Cedars Open Studios Exposed the Day-to-day of Local Artists
All photos by Alex Scott
On Saturday, as a part of the 9th annual Cedars Open Studios, more than 60 artists provided the opportunity to share a little insight into their own creativity by opening up their studios to the public. Complete with food, music, and of course, wine, most studios were at capacity with the steady flow of patrons and the curious passersby alike.
The studios were independently as unique as the individual artwork created within, whether it was glass blowing, photography, or expressive hula-hoop dancing.
All photos by Alex Scott
I started my tour at the Art Hotel Gallery, where the artists - 15 in the Art Hotel alone - rented the space as a co-op, effectively lowering the sale prices for the lack of commission. Just two doors down was Groovy Monkee tattoo, where owner Matt Beasley proudly displayed his and his tattoo artist' work; but not in tattoo form.
"It can be skin or any other medium," said Beasley, "everyone here is an artist full time."
Right down Akard a few blocks sits the Re Gallery + Studio, conveniently located next to Lee Harvey's, (which wasn't just the favorite pit stop of the day, but showcased artwork itself).

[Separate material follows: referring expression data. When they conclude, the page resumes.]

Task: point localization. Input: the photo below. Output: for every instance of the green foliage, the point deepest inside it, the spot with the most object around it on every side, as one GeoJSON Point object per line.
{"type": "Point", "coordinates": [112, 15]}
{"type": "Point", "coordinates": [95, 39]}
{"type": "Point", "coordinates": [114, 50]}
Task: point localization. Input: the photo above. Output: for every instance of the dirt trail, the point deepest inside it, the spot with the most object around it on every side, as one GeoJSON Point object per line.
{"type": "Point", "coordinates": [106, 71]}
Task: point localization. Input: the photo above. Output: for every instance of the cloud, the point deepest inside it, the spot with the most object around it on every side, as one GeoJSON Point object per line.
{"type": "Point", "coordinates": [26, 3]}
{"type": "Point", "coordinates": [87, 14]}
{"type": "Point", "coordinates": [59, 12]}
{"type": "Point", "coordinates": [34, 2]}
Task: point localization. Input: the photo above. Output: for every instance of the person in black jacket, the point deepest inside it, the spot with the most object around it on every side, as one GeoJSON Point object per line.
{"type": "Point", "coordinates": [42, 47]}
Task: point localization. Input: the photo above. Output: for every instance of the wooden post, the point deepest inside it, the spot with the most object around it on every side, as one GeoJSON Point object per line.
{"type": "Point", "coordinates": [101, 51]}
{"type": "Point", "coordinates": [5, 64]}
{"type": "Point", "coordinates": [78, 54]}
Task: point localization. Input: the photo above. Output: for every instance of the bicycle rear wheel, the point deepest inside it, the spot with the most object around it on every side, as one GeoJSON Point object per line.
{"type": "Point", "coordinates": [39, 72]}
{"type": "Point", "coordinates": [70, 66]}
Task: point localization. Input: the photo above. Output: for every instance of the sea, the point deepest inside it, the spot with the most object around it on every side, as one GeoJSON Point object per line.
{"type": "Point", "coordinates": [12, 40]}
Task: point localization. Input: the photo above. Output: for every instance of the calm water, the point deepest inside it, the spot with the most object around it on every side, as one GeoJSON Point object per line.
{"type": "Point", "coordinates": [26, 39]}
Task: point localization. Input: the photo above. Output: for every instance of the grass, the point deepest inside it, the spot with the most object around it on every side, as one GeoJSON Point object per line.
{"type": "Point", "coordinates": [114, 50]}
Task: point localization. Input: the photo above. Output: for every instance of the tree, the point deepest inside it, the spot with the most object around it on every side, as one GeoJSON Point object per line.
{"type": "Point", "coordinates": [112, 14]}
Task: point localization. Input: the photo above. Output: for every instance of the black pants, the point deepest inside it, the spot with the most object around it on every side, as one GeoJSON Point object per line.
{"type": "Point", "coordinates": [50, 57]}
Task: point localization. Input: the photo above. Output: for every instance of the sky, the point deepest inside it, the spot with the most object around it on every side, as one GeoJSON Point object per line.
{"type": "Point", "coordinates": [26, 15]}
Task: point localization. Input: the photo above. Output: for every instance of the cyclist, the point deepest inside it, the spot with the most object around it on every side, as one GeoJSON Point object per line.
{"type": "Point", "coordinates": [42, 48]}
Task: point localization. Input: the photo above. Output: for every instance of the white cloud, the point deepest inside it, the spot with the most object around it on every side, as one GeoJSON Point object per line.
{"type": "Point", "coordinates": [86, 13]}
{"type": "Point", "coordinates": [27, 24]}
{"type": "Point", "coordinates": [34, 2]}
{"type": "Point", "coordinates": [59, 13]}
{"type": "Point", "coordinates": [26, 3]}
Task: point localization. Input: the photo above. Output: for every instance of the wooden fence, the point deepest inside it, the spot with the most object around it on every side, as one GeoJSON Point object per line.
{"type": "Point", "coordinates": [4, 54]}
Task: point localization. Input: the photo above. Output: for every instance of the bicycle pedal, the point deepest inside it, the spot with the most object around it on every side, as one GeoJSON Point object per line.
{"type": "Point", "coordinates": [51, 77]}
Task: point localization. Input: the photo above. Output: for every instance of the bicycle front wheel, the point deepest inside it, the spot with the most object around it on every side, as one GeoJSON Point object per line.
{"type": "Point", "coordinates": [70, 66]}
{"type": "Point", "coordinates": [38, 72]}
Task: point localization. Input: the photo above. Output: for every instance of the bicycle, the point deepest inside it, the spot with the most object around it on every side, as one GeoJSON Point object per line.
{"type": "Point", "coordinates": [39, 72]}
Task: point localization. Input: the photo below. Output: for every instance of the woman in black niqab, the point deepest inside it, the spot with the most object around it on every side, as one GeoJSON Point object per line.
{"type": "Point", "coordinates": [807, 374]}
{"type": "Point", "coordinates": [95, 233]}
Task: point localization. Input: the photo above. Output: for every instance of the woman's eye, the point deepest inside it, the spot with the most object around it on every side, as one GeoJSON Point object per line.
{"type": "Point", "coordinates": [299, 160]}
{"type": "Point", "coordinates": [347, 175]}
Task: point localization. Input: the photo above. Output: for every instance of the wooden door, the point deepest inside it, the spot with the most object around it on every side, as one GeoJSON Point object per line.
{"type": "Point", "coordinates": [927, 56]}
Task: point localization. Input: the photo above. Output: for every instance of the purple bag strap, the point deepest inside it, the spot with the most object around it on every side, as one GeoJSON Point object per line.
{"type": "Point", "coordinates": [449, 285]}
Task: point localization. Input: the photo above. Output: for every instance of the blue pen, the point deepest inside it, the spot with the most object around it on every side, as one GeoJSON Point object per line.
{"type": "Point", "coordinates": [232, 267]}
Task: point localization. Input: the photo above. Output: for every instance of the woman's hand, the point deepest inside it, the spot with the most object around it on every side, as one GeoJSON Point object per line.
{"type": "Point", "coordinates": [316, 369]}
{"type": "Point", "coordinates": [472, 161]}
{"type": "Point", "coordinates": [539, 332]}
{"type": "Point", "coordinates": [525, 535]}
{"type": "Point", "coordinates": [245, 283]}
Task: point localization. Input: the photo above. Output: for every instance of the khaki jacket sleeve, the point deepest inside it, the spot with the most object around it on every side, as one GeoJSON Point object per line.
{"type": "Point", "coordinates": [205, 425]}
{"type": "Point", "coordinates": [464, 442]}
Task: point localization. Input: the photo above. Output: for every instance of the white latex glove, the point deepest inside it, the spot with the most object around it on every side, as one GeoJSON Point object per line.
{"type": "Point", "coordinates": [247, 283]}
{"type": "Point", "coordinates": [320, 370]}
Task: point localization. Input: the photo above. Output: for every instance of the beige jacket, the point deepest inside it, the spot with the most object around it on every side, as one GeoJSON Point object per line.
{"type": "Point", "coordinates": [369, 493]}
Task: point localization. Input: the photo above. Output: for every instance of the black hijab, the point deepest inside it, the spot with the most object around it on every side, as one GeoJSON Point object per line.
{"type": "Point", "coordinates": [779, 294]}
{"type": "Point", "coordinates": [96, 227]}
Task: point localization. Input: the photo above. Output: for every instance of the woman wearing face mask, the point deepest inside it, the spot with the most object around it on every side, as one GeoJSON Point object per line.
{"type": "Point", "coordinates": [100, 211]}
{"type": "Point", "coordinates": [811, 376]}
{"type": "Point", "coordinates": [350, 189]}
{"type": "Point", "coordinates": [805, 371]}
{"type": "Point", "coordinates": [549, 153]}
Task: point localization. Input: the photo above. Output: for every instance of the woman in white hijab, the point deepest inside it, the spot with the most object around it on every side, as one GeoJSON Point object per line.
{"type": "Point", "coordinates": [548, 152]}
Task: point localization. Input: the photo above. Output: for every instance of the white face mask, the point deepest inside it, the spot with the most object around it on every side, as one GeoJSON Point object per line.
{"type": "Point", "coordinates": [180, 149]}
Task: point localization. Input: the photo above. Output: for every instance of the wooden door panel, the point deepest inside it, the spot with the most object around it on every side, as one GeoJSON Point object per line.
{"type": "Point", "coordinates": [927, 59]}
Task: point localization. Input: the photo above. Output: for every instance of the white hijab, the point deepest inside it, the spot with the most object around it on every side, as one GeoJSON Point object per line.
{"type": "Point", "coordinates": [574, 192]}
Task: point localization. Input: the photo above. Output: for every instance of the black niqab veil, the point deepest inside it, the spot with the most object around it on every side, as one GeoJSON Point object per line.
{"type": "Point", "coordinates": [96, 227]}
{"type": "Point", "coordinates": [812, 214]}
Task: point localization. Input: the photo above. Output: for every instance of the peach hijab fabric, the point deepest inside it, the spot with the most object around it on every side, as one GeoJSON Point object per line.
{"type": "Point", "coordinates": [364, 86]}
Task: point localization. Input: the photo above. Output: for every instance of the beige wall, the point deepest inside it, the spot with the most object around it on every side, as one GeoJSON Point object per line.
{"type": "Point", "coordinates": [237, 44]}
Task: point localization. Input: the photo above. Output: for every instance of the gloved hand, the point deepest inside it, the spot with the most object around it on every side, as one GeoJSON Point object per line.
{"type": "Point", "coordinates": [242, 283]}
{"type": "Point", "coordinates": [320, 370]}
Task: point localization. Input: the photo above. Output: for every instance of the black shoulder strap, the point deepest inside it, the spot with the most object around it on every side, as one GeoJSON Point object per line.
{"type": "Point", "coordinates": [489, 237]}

Inside the Re gallery were spectacular pieces solely from recycled, repurposed and reclaimed material.
The mood of the day was uncommonly communal and warm, especially for late November. It was no better felt than in South Side on Lamar where the artists opened up their studios, which also happen to be their homes. Most know that the South Side flats used to be an old Sears warehouse, but right where the loading docks used to be now, the multi-purpose place has store-front style studios specifically for artists, with their apartments located behind.
One occupant named Sam Fuller, but better known as the man behind "Old Black Man Art", came to own one of these studio/flats by means that echoed the themes of the day. Inside, his jazz inspired paintings and drawings, provided a strange backdrop in where he told me that just a year or two prior, he was homeless on the street. But he kept true to his art, and by a stroke of luck was actually contacted by the MTV show The Buried Life.
The premise of the show is where four young men are completing their "bucket lists" but not without helping someone down and out along on the way. MTV producers got in contact with Sam and not only found his estranged son, which he hadn't seen in 17 years, but put his art on display as well, starting in the South Side coffee shop, Opening Bell.
Fast forward to last Saturday, and Sam was happily working on a new piece as hundreds came in to look at the artists in the South Side Studios. Even though it is in its 9th year, the Cedar Open Studio event is invaluable to the community, and judging by the overall response, will be a continued tradition throughout Dallas.